2. The method according to p. 1, characterized in that the correction factor determined in the form of the ratio of the amounts of gamma quanta detected during irradiation of the camera with a controlled object and during irradiation of the camera and having energy values belonging to a given subband including a value of 2.23 MeV.

3. The method according to p. 1, characterized in that the correction factor is determined as the ratio of the numbers of gamma rays detected when the camera is irradiated with a controlled object and when the camera is irradiated and has energy values belonging to a given subband, including a value of 2.8 MeV.

4. The method according to p. 1, characterized in that the correction factor is determined as a square of the ratio of the number of gamma quanta detected by irradiating the camera with a controlled object and by irradiating the camera and having energy values belonging to a given subrange from 3.5 to 10, 1 MeV.

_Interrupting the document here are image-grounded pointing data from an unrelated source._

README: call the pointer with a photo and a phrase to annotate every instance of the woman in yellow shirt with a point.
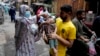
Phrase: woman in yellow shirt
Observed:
(66, 31)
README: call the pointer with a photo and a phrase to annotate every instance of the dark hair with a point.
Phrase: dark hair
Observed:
(79, 12)
(66, 8)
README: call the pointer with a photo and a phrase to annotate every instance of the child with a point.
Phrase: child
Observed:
(48, 28)
(27, 13)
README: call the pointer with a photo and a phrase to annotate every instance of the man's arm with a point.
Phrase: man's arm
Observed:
(68, 42)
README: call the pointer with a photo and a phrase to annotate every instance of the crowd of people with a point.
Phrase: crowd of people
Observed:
(62, 33)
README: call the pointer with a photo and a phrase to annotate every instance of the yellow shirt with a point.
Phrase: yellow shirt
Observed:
(67, 31)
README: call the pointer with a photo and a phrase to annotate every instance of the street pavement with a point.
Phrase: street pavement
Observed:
(7, 42)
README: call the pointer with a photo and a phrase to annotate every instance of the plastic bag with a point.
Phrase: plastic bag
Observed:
(92, 50)
(91, 43)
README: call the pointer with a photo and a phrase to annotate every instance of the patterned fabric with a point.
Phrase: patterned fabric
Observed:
(25, 40)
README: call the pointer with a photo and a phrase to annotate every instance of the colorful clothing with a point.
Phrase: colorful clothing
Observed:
(25, 40)
(67, 31)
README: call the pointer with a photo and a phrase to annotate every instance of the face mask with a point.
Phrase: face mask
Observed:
(27, 14)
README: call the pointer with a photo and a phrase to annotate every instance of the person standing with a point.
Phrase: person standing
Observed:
(12, 13)
(24, 38)
(66, 31)
(80, 48)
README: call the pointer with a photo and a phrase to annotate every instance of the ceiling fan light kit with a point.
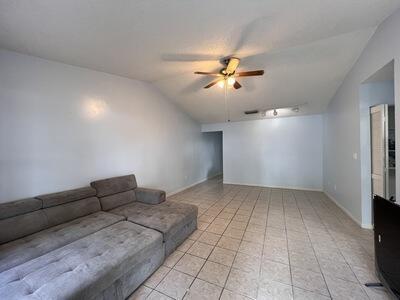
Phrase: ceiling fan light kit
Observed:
(228, 75)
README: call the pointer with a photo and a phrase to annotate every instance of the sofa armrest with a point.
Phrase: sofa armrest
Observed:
(149, 196)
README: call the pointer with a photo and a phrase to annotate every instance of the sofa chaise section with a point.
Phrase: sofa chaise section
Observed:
(30, 228)
(108, 264)
(147, 207)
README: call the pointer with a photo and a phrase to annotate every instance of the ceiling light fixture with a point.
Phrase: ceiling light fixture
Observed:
(231, 80)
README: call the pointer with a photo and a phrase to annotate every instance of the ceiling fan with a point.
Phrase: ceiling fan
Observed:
(227, 76)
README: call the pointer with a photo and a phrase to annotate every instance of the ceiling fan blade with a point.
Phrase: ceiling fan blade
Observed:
(237, 85)
(250, 73)
(208, 73)
(232, 65)
(211, 84)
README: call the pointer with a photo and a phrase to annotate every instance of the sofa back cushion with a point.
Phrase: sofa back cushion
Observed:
(116, 191)
(70, 211)
(24, 217)
(19, 207)
(69, 205)
(54, 199)
(19, 226)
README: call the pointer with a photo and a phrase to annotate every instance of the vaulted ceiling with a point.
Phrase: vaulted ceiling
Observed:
(306, 47)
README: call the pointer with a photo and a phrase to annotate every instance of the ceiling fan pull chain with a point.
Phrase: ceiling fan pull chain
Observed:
(227, 113)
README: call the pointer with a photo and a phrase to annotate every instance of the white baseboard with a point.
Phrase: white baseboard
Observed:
(192, 185)
(276, 187)
(362, 225)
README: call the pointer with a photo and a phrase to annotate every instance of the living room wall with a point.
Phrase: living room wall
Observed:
(62, 126)
(342, 168)
(280, 152)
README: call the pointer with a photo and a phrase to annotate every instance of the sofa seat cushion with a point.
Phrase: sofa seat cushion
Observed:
(20, 251)
(168, 217)
(84, 268)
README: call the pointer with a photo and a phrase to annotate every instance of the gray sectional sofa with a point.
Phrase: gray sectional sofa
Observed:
(98, 242)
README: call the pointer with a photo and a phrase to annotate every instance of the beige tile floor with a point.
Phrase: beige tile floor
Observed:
(262, 243)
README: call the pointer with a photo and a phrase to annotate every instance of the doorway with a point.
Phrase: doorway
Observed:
(214, 149)
(383, 160)
(377, 90)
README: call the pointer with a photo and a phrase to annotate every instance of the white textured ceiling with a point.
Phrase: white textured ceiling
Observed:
(305, 46)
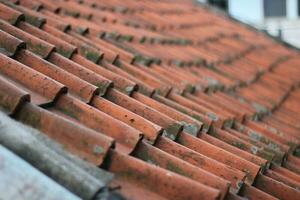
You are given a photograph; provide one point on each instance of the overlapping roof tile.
(145, 100)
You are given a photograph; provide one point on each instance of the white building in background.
(280, 18)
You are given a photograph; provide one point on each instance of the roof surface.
(159, 100)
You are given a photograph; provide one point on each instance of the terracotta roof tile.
(177, 101)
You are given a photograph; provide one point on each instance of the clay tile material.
(83, 142)
(9, 45)
(155, 156)
(11, 97)
(171, 127)
(141, 174)
(236, 177)
(275, 188)
(10, 15)
(190, 125)
(62, 47)
(125, 136)
(42, 89)
(34, 44)
(80, 71)
(150, 130)
(122, 83)
(77, 87)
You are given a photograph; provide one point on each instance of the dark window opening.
(275, 8)
(223, 4)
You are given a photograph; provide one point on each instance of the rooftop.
(145, 99)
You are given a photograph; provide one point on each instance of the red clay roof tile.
(165, 83)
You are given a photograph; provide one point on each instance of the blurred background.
(280, 18)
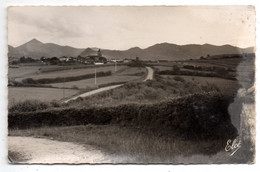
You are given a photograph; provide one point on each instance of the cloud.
(125, 27)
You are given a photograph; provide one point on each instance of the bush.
(29, 106)
(197, 116)
(178, 78)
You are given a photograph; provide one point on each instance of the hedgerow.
(197, 116)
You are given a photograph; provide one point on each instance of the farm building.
(95, 59)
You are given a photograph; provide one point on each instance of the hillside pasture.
(20, 94)
(125, 75)
(70, 73)
(226, 86)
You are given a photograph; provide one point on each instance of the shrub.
(178, 78)
(29, 106)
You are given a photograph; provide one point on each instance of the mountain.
(166, 51)
(163, 51)
(37, 49)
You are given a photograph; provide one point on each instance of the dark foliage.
(197, 116)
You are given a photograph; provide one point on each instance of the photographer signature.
(233, 146)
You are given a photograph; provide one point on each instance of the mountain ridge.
(166, 51)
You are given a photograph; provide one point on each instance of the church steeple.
(99, 53)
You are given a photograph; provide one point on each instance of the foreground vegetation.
(151, 121)
(140, 145)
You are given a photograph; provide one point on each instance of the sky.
(121, 28)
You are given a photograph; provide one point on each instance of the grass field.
(125, 74)
(140, 146)
(19, 94)
(226, 86)
(69, 73)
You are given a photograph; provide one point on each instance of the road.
(39, 150)
(90, 93)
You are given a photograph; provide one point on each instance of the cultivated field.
(183, 113)
(125, 74)
(20, 94)
(67, 73)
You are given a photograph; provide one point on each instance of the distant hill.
(163, 51)
(166, 51)
(36, 49)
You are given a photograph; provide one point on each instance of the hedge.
(197, 116)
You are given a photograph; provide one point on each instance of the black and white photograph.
(131, 84)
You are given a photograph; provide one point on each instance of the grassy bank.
(135, 144)
(198, 116)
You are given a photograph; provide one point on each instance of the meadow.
(68, 73)
(20, 94)
(125, 74)
(151, 122)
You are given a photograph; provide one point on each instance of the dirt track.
(39, 150)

5. The method according to p. 1, characterized in that when irradiating a camera with a controlled object in case of exceeding the ratio of the number of registered gamma rays with energies from 9.2 to 10.2 MeV to the number of registered gamma rays with energies from 3.4 up to 7.7 MeV of its threshold value, the lower boundary energy value of a given energy range, including a value of 10.8 MeV, is increased.

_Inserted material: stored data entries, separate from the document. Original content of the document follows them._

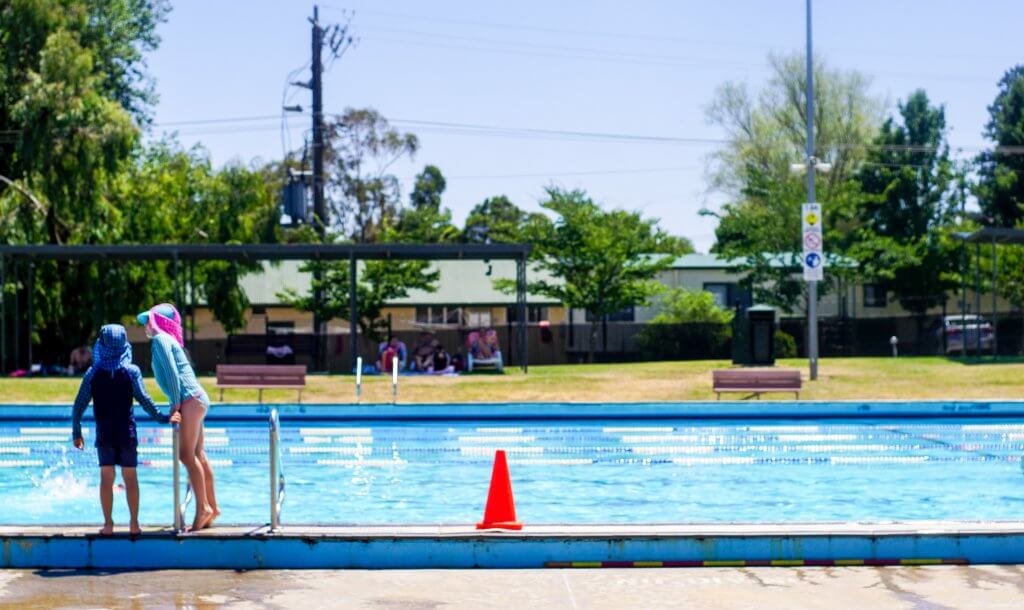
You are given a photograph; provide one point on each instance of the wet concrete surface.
(932, 587)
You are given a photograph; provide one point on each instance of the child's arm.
(81, 402)
(138, 389)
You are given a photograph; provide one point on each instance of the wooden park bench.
(292, 377)
(756, 381)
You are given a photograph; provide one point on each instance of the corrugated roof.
(462, 282)
(713, 261)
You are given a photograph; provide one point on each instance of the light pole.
(812, 167)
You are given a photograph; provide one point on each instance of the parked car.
(957, 328)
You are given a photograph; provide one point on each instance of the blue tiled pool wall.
(582, 471)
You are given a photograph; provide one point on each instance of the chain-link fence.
(631, 342)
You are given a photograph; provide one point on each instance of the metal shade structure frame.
(188, 254)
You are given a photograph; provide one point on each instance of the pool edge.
(536, 547)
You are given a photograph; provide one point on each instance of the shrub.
(785, 345)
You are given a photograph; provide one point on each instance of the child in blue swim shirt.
(113, 384)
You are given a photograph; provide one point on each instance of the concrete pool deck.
(446, 547)
(936, 587)
(714, 409)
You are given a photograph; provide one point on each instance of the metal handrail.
(276, 472)
(179, 507)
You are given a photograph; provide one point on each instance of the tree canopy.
(605, 260)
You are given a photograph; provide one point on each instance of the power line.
(579, 173)
(419, 18)
(483, 130)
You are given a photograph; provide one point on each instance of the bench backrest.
(261, 375)
(784, 379)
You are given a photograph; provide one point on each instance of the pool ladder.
(276, 478)
(276, 473)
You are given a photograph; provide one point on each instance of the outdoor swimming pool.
(589, 471)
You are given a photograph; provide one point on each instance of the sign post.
(813, 256)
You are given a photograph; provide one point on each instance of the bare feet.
(216, 513)
(202, 520)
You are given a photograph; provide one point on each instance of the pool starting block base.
(920, 542)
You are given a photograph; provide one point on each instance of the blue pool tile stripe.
(560, 410)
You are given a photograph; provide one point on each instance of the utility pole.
(812, 286)
(320, 207)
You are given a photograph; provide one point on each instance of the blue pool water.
(562, 472)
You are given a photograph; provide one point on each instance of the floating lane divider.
(358, 378)
(775, 563)
(394, 380)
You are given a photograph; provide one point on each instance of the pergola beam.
(175, 253)
(271, 252)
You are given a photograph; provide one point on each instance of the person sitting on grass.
(113, 384)
(396, 348)
(423, 353)
(441, 362)
(388, 357)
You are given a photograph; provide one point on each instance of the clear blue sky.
(641, 68)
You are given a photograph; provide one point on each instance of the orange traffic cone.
(500, 512)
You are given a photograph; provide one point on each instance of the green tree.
(759, 225)
(688, 323)
(602, 261)
(496, 220)
(73, 90)
(906, 184)
(1000, 179)
(426, 221)
(363, 194)
(1000, 171)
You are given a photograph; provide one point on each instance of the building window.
(280, 328)
(729, 295)
(535, 313)
(720, 292)
(623, 315)
(437, 315)
(875, 296)
(478, 319)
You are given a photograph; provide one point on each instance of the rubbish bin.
(754, 337)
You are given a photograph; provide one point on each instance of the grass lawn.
(840, 379)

6. The method according to p. 5, characterized in that after increasing the lower boundary value of the energy of a given energy range, including a value of 10.8 MeV, if the number of selected gamma quanta exceeds the expected number of registered background gamma quanta with energy located in a given the range of energy values, including the value of 10.8 MeV, determine the ratio of the number of gamma rays emitted to the number of registered gamma rays with energies from 9.6 to 10.2 MeV and decide whether explosive substances in a controlled object based on a comparison of the relationship with his two thresholds.

7. The method according to p. 6, characterized in that they decide on the presence of an explosive in a controlled object when the ratio of the number of gamma rays emitted to the number of registered gamma rays with energies from 9.6 to 10.2 MeV exceeds a threshold value.

8. The method according to p. 6, characterized in that they decide on the presence of explosives in the controlled subject in excess the lower threshold value of the ratio of the number of selected gamma rays to the number of registered gamma rays with energies from 9.6 to 10.2 MeV.